Vous mentionnez, Monsieur Genscher, le développement du marché intérieur, comme deuxième tâche prioritaire, et vous n'avez pas un mot pour dire que, si les frontières internes sont l'occasion de beaucoup d'abus, elles sont essentiellement dues au fait que les taux de la TVA varient encore largement d'un pays à l'autre et que rien n'est entrepris pour les harmoniser. Et vous ne consacrez que quatre lignes à la nécessité d'entreprendre enfin la politique commune des transports! Connaissez-vous, Monsieur Genscher, la résolution du Parlement européen qui propose d'engager contre le Conseil une action auprès de la Cour de justice pour ne pas avoir rempli les taches que le Traité lui imposait dans ce domaine?
Vous parlez, troisième priorité, de l'élargissement, et rien dans vos propos n'indique si le Conseil approche ou non de la conclusion!
Je ne m'arrête pas sur la longue liste des étapes qui devraient être franchies pour faire avancer les politiques communes, mesures sages dans la plupart des cas, la capacité du Conseil de prendre des décisions étant cependant l'inconnue par excellence. Vous êtes conscient, Monsieur Genscher, qu'il n'est pas possible, dans cette situation, d'avancer avec le système institutionnel que nos peuples s'étaient donné il y a vingt-cinq ou trente ans; vous l'avez répété plusieurs fois.

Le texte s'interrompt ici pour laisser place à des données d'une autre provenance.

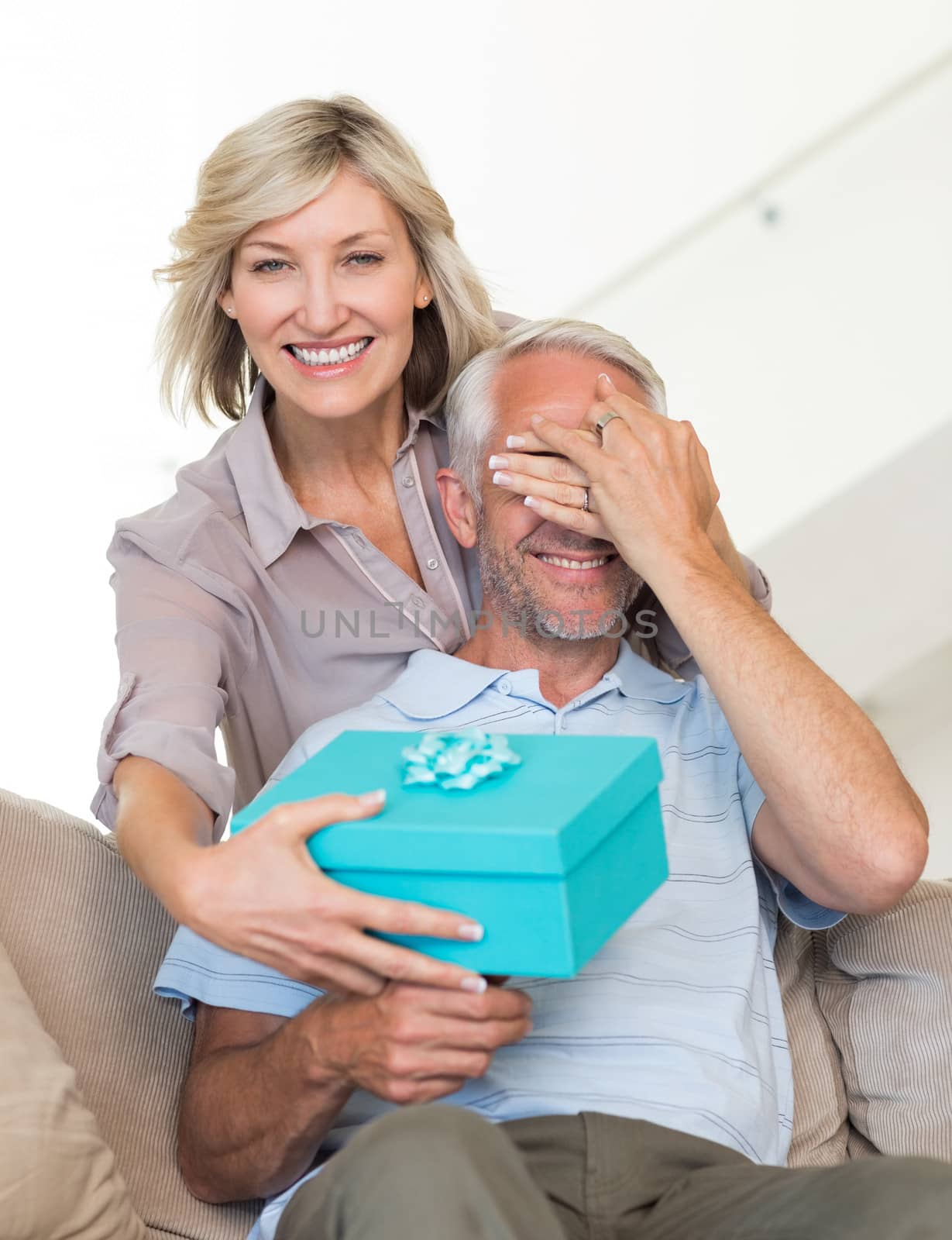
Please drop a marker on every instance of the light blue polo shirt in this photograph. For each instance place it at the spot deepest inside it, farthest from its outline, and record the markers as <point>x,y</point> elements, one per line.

Vous savez que le plan dit Genscher-Colombo piétine, pour ne pas dire qu'il est déjà sur une voie de garage. Vous savez pertinemment que ce Parlement a l'intention de proposer aux gouvernements et aux parlements de nos pays un projet de traité instituant enfin cette union dont la réalisation est prévue par les traités et invoquée dans d'innombrables déclarations: or, vous ne trouvez pas un mot pour en parler!
Monsieur Genscher, ce n'était pas cet ensemble de mots vagues et de silences savants ou embarrassés que nous attendions de vous aujourd'hui. Vous ne serez donc pas étonné que nous ne vous ayons pas applaudi.